Accounts Receivable (AR) delivers typical capabilities, including repetitive billing, user-defined fields, extensive customer history, and product and sales codes. Summary and detailed reporting of sales, cost of sales, gross margin and more is available by period, product line, territory, location, customer or any combination. eStatements allow you to e-mail HTML (or text) format statements (including color and graphics). E-mailed invoices will be added in 2004. AR supports electronic funds transfer payments. Accounts Payable (AP) mirrors AR, supporting electronic funds transfers, good vendor payment selection options, and MICR checks with logos and digital signatures. Both of the AR and AP projected cash reports are based on invoice due dates. A cash requirements report that also takes into account purchase orders is in the works.

Inventory delivers good features, including multiple locations, active and reserve bins, consignment inventory, unit conversion tables, and much more. All standard valuation methods are supported. You cannot link files to items. For each vendor, the module tracks pricing structure (prices can be imported from vendors), minimum order, lead times, etc. You can reserve stock for customers and track it to completion. This real-time perpetual inventory system supports minimum/ maximum and reorder points, monitors overstocks, displays warnings for stock depletion, produces bar codes, and imports scanned data from hand-held devices. Good pricing options are available, including pricing policies for user-defined families of products. Extensive history and statistics allow you to cross-tabulate information by month, product, sales rep and more.

Order Entry (OE) delivers solid capabilities, including support for point of sale and cash drawers. During entry, a sales rep can check availability (on-hand, on-order), take advantage of extensive lookup options, substitute products, enter unlimited items per order, and more. Inventory not yet on the shelves can also be sold. OE checks customer credit automatically. A warning can be overridden with a password override. You can set minimum margins for items as desired. Five levels of sales taxes per state are supported. E-mailed orders, acknowledgments and other documents are in testing. Commissions calculate on net sale or gross margin, and can be paid on booked orders or paid invoices. RTA supports commissions by line item, and up to nine sales reps can split a commission. Purchase Orders parallels OE, delivering similar depth of capabilities.

RTA offers an extensive group of reports with strong filter options. A built-in free-form report generator (not WYSIWYG) provides access to over 6,000 data fields and supports math and Boolean logic. You can also export data to Excel. Reports can be stacked to print, and reports with filters can be saved. Scheduling reports to print on a date/time and frequency is in development. Output options include a *.PDF File Cabinet, an electronic file cabinet that sports automatic document naming (date, company, program). eReports, the ability to e-mail reports, is in testing.
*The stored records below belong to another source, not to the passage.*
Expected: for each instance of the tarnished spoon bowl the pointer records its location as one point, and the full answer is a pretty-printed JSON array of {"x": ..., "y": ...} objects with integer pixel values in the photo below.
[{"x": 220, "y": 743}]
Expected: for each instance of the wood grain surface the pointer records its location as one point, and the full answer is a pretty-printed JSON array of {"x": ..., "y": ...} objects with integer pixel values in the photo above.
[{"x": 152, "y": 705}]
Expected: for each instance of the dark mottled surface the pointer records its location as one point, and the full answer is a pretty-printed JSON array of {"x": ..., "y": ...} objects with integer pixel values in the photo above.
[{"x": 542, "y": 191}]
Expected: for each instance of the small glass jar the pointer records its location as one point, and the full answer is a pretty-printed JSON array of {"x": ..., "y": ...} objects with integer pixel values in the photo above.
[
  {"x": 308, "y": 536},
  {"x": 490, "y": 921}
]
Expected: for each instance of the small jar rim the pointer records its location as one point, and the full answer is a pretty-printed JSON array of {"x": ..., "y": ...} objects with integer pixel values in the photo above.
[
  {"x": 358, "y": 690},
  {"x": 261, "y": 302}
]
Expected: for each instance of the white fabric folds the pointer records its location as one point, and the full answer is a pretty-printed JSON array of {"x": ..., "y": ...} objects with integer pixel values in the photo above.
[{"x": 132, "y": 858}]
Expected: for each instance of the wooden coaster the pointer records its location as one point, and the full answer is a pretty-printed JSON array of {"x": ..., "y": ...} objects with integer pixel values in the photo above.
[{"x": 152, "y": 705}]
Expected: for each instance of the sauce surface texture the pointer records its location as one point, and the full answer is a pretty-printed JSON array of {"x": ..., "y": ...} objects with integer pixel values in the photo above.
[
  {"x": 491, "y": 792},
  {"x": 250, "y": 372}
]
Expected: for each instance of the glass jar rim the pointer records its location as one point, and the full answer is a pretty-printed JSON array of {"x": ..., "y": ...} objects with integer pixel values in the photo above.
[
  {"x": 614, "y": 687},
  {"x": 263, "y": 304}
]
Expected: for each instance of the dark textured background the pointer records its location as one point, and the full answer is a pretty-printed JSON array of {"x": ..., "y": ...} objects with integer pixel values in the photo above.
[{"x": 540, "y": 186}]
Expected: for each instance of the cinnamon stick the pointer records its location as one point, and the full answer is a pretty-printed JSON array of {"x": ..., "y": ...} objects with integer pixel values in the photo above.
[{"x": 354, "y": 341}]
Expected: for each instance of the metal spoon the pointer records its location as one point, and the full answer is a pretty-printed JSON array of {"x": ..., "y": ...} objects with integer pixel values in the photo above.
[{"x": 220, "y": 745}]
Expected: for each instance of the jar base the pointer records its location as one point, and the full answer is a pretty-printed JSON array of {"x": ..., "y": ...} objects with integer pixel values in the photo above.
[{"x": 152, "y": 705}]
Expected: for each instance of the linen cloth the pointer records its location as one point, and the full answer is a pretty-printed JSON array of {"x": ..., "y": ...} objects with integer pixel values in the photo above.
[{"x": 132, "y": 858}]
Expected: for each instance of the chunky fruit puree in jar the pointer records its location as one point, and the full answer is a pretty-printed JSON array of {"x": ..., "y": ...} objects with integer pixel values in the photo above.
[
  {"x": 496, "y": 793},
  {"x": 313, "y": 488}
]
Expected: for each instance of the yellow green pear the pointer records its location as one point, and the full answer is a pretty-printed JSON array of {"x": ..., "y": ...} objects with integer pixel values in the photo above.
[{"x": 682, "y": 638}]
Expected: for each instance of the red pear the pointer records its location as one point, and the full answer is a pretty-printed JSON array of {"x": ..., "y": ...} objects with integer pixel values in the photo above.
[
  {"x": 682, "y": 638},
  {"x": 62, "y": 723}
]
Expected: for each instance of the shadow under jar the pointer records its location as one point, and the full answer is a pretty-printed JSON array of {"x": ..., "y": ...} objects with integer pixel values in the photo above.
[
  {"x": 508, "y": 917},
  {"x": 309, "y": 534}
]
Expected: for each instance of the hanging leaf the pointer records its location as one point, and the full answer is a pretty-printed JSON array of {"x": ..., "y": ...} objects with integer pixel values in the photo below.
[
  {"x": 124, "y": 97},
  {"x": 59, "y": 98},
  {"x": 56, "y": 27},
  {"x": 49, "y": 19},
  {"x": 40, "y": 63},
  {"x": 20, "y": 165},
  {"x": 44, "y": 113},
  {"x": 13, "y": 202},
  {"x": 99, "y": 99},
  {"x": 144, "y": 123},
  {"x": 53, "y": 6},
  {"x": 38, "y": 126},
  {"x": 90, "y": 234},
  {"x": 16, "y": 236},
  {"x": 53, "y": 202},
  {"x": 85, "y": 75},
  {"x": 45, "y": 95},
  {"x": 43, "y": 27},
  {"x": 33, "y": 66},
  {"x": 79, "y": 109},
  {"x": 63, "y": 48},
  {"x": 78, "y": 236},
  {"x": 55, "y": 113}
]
RTA offers built-in ASP portal capability for access by customers, vendors and employees. No alert function is available, except for an inventory reorder alert that displays a message window.

Menu navigation belies RTA’s long history: drop-down menus, list menus in GUI and text format and more. It does not currently offer a tree-style menu. A long-term timesaver is mnemonic codes that jump over menus to a task. The GUI interface is not exactly Windows standard, but the look and feel is there, from tabbed screens to mouse access.

(The company indi-cated that addition of GUI screens will be completed in 2004.) RTA supports both GUI and text interfaces on a user-by-user basis, allowing each to use their past experience to reduce the learning curve. In fact, virtually everything about the interface is under user control via extensive preferences. Data-entry screens support up to 26 keys for each data group (including user-defined fields), and keys can be changed on-demand.
Help is good but not universal for all screens and fields. Manuals (printed and *.PDF) deliver a methodical and consistent mix of guide and reference information, but some lack tables of contents and indexes, and some screen shots are fuzzy. For companies that want a capable system and don’t want to be tied to a single environment, RTA is a choice to consider.